Since this mode requires that the graph drivers of sender and receiver are somehow synchronized, it implies that, if the sender's and the receiver's spa_io_clock::position values are sampled at the exact same moment, they are identical. In practice, they usually deviate a bit. This deviation is the time sync error, and the time synchronization mechanism that is used tries to keep this sync error as minimal as possible.

The aforementioned incoming RTP timestamp shift by impl->target_buffer plays a crucial role here, since it makes sure the transport delay (which is what the session latency specifies in this mode) is accounted for.

This mode is called "direct timestamp" mode since, unlike in the constant latency mode, the rtp_audio_process_playback() function directly reads from the ring buffer at an index that is derived from spa_io_clock::position , even if this position jumps around. There is some logic to detect underruns and substitute missing data with silence, but discontinuities otherwise have no lasting effect. The driver must ensure that the spa_io_clock::position value increases steadily (except in major discontinuity cases); clock drift compensation is done by the driver by adjusting the graph invocation timings. See Driver architecture and workflow for more.

In this mode, the rtp_stream DLL is not used.

Separate PTP sender

This section covers the internals of the separate PTP sender. Its user-facing behavior - what it is for, how it is activated via aes67.driver-group, and its benefits and trade-offs - is documented in RTP sink .

Only the audio.c media subtype handler supports this mode. When it is enabled, rtp_audio_init() in audio.c creates an internal pw_filter node that is kept isolated from the graph and is driven by the driver from the aes67.driver-group node group.

When this separate PTP sender is active, rtp_audio_process_capture() behaves differently.
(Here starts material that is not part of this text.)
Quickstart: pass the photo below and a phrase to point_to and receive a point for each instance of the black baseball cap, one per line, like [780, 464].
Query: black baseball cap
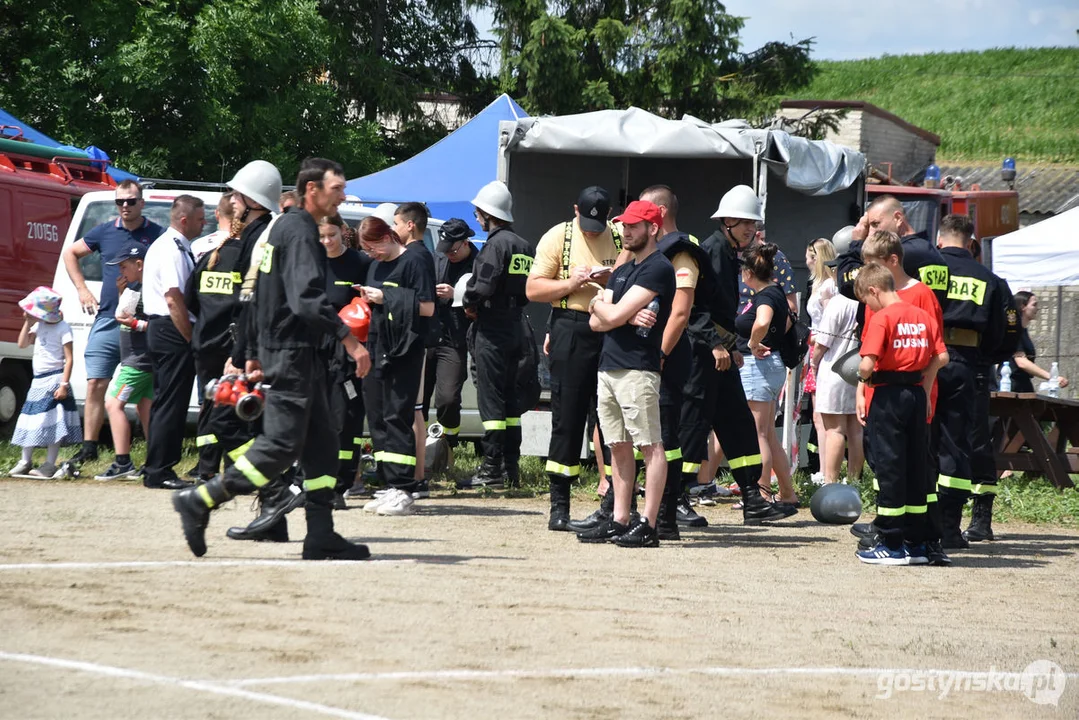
[132, 250]
[595, 206]
[452, 232]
Rather than computing a drift itself, it stores the sink driver's timing information (impl->sink_nsec, impl->sink_next_nsec, impl->sink_resamp_delay, impl->sink_quantum) for the sender to use. From that information, ptp_sender_process() estimates the current total delay and computes the error between it and the target. That error is fed into a separate dedicated DLL (impl->ptp_dll), which outputs a rate. That rate (impl->ptp_corr) is then applied as the ASRC's rate at the start of rtp_audio_process_capture(). The ASRC then produces larger or smaller amounts of data, filling the ring buffer to a larger or smaller degree, thus forming a control loop that keeps the fill level at a certain target (see below), similar to what the constant latency mode does.

During the refilling state, no packets are sent out. The refilling state ends once the estimated total delay reaches impl->target_buffer (which is also what the control loop mentioned above targets). That estimated total delay is the sum of the current ring buffer fill level, the delay of the ASRC, and the estimated amount of samples that are "in-flight" (that is, samples that already were sent out but not yet received or which arrived right after the last graph cycle).
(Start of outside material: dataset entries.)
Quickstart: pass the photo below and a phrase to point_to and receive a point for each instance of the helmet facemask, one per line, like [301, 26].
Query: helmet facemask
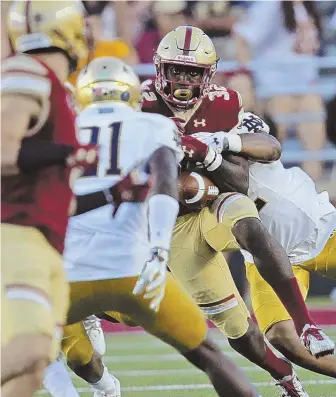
[182, 94]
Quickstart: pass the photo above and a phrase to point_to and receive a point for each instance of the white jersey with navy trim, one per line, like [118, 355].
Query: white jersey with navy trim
[99, 246]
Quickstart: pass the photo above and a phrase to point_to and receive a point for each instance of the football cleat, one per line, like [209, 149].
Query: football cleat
[92, 325]
[291, 386]
[115, 392]
[316, 341]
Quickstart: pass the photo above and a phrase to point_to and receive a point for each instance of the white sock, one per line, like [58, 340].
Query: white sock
[108, 383]
[57, 380]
Additionally, the sender contains code for checking for too severe deviations between the send progress and the current PTP time. The tolerance range is 2x the quantum size. If the deviation goes beyond that, a resynchronization (and consequently, another refilling) is performed. This catches cases where the separate sender is starved of data (that is, the main graph is lagging behind), and also cases when PTP discontinuities occur.

A similar check exists for the node wake up times. The filter node is scheduled by its own driver, independently of the sink node, so their wake ups are not inherently aligned. It is therefore important to check that the filter wakes up within the bounds of the sink node's wake up times (with some tolerance); if it does not, a resynchronization is performed.